One year a go today I was leaving college. I was more excited than sad and had a great last night with all my college friends. It was a good day and an even better night.
Today I'm just finishing my last year at university. I'm polishing off my last assignment and looking forward to going home next Friday. My mental health is not nearly as good as this time last year. I'm very different in a lot of ways but very much the same in other ways.
This year has been huge for me, probably the biggest year I've had so far. I've done some amazing things, had some of the best times of my life this year. But I've also had some of the worst. There is no better way to describe this year than huge. Things have changed in my life so much this year: I've met a lot of new people and had so many new experiences, good and bad. University definitely wasn't what I'd hoped for but I'm coming to terms with that. The most important relationships I had before this year have mostly stayed the same or got stronger. Things that were so incredibly important to me last year aren't as important now but they'll always hold a place in my heart. I've learnt a lot but I now know I have a lot more to learn and I'm looking forward to a lifetime of learning.

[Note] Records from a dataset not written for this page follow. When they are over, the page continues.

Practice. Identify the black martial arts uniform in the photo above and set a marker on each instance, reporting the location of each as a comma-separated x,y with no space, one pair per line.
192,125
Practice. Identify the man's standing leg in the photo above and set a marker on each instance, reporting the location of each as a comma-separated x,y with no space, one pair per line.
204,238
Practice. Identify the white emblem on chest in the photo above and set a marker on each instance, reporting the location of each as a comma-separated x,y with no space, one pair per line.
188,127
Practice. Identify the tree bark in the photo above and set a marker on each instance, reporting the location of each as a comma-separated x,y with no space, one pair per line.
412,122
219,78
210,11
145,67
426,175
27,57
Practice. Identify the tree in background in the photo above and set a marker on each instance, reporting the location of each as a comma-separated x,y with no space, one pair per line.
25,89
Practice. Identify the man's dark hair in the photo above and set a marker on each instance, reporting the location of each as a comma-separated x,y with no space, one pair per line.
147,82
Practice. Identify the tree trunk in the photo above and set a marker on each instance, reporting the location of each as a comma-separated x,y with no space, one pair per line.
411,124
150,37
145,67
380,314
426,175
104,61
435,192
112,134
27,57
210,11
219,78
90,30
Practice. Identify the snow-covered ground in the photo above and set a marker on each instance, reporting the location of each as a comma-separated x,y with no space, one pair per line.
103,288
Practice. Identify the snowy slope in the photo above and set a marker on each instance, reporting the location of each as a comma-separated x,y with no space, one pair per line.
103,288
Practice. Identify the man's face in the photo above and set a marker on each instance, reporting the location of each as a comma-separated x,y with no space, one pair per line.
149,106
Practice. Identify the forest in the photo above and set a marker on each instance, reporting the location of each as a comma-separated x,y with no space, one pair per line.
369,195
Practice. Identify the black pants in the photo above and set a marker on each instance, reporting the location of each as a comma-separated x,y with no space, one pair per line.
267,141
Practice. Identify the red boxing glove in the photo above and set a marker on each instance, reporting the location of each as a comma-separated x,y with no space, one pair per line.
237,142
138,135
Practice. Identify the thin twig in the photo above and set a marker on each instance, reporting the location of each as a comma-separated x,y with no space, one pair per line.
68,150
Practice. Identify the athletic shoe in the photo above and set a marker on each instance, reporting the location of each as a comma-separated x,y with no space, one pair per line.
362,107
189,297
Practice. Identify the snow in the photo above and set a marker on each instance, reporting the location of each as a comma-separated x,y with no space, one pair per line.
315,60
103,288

Throughout the bad times this year I've always had hope that it will get better. It has, at times, at times its got worse but thats okay. I think the main thing I have learnt this year is that the good times can be so good despite the bad times being very bad. They don't cancel each other out, either. I know I can be very happy some weeks then not so happy the next and thats okay, they don't affect each other that much.
I just needed to get my thoughts on this out there.